Raising boys into men isn’t easy. Expectations from them, their expectations of me, setting boundaries, upholding them against young stubbornness -let’s just say- last Saturday was a rough parenting morning.
During a low moment after another heated exchange, my quiet voice whispered: you just need some yellow. Can anyone relate to this? Needing a color?
The acacia trees were in peak bloom and from past experience I knew they were an easy dye for an easy dose of yellow. I convinced one of my boys, the one who successfully pushed all my buttons, to go on a walk -a mission- to collect flowers.
The day was sunny and warm, a break from the relentless rain that ended our California drought. During our 15 minute walk, the morning’s tension eased back into carefree conversation. We found the trees and plotted the best method of grabbing branches just out of reach, trimming off those blooms still bright with pollen.
“Mom, I got this,” he said as he pulled a knife from his pocket.
“What are you doing with that?!?”
“Mom. You never leave the house without your knife. ”
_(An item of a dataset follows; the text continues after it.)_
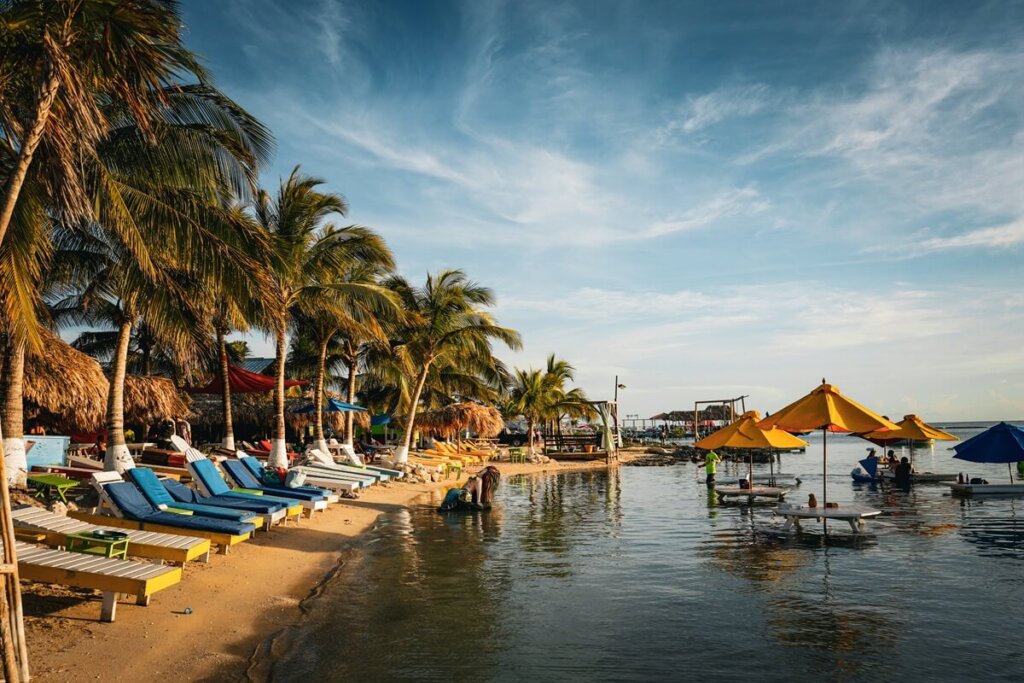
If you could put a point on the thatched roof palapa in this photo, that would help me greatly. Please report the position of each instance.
(481, 420)
(150, 398)
(65, 387)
I will admit, it did come in handy.
Once we returned, I sat outside on the back patio and began ripping blooms from stems. I settled into a rhythm: watching puffs of yellow slowly fill the jar, listening to the kids chatting in the background. The arguing between them, and us, had paused. The tension from my shoulders eased. My mind slowly released a build-up of those “I’m totally screwing up this parenting thing” thoughts. My breathing settled.
I didn’t measure the weight of my blossoms. I didn’t weigh my wool skein. No notes. Those numbers had no meaning for that moment. This was about the ritual: pour steaming water into the jar, watch the color change, feel the heat of the dye against my skin as I dunk and submerge it.
I left the jar in the sun, where it stayed warm, while I puttered around in the garden. By dinnertime, it was ready to be pulled. Keeping it in longer produces an amber yellow. But the color I needed in that moment was bright, mellow, cheerful.
This was a dye for the simple pleasure of the process. When you discover the thing that brings you joy, do that thing.